I think however there is a third fundamental qualitative difference between AGI and any other technology, including specialised AI tools such as what we have now. Specialised tools only amplify the power of humans, leaving all value decisions in their hands. A single human has still limited physical and cognitive power, and we need to congregate in groups to gain enough force for large scale action. Since different people have different values and interests, groups need negotiation and a base of minimum shared goals to coalesce around. This produces some disunity that requires management, puts a damper on some of the most extreme behaviours (as they may splinter the moderates from the radicals), and overall defines all the dynamics of every group and organisation. Armed with spears or with guns, an army still runs on its morale, still needs trust in its leaders and its goals, still can mutiny.
By comparison, an army (or a company) of aligned AGIs can’t mutiny. It is almost the same as an extension of the body and mind of its master (to whom we assume it is aligned). The dynamics of this are radically different, akin to the power differential introduced by having people with superpowers or magic suddenly appear. Individuals commanding immense power, several orders of magnitude above that of a single human, with perfect fidelity, no lossiness.

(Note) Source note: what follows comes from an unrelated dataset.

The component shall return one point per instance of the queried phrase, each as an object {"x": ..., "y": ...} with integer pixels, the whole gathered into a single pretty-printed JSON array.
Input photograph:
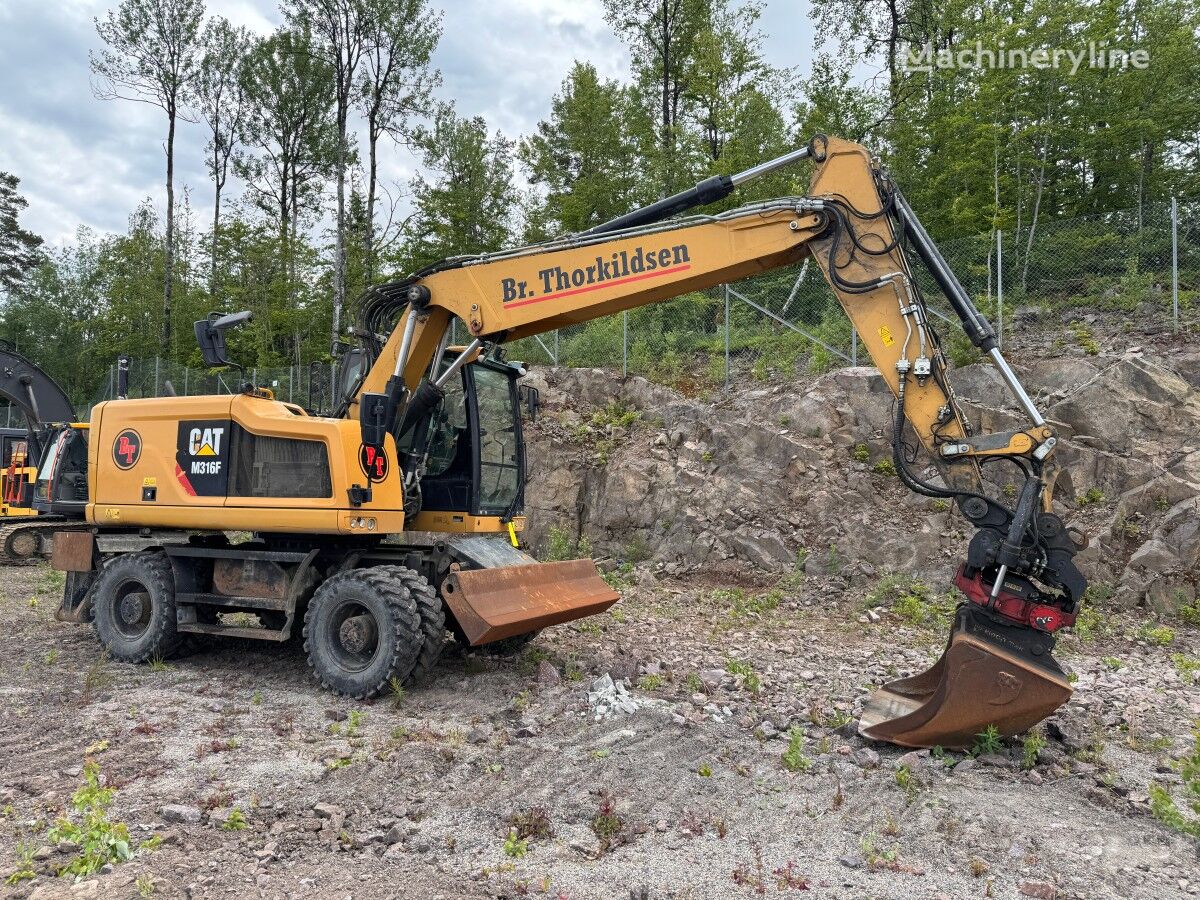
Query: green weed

I agree that technology has been good by improving standards of life, but I have to wonder—how much of this was because we truly held human flourishing as a terminal value, and how much simply because it was instrumental to other values (e.g. we needed educated workers and consumers so that current mass industrialised society could work at all)? After all, “setting up incentives so that human flourishing is an instrumental value to achieving selfish terminal values” is kind of the whole sleight of hand of capitalism and the free market—“it is not from the benevolence of the butcher, the brewer, or the baker that we expect our dinner, but from their regard to their own self-interest”. With AGI (and possibly robotics, which we might expect would follow if you put a million instances of AGI engineers on the case) human flourishing and economic self-interest of their owners might be entirely and fundamentally decoupled. If that were the case, then the classic assumption that technology equals flourishing could stop being true. That would make things very painful, and possibly deadly, even if AGI itself happened to not be the threat.
I’m not really thinking of a slowdown as much as a switch in focus (though of course right now that would also mean a slowdown, since we’d have to rewind the clock a bit). More focus on building systems bottom-up instead of top-down and more focus on building systems that are powerful but specialised rather than general and agentic. Things like protein folding prediction AIs would be the perfect example of this sort of tool. Something that enables humans workers to do their work better and faster, surpassing the limits of their cognition, without making them entirely redundant. That way we both don’t break the known rules of technological innovation and we guarantee that values remain human-centred as always. It might be less performant than fully automated AGI loops but it vastly gains in safety. Though of course, seeing how even GPT-4 appears mildly agentic just when rigged into a self-loop with LangChain, I have to wonder whether you can ever keep those two areas separate enough.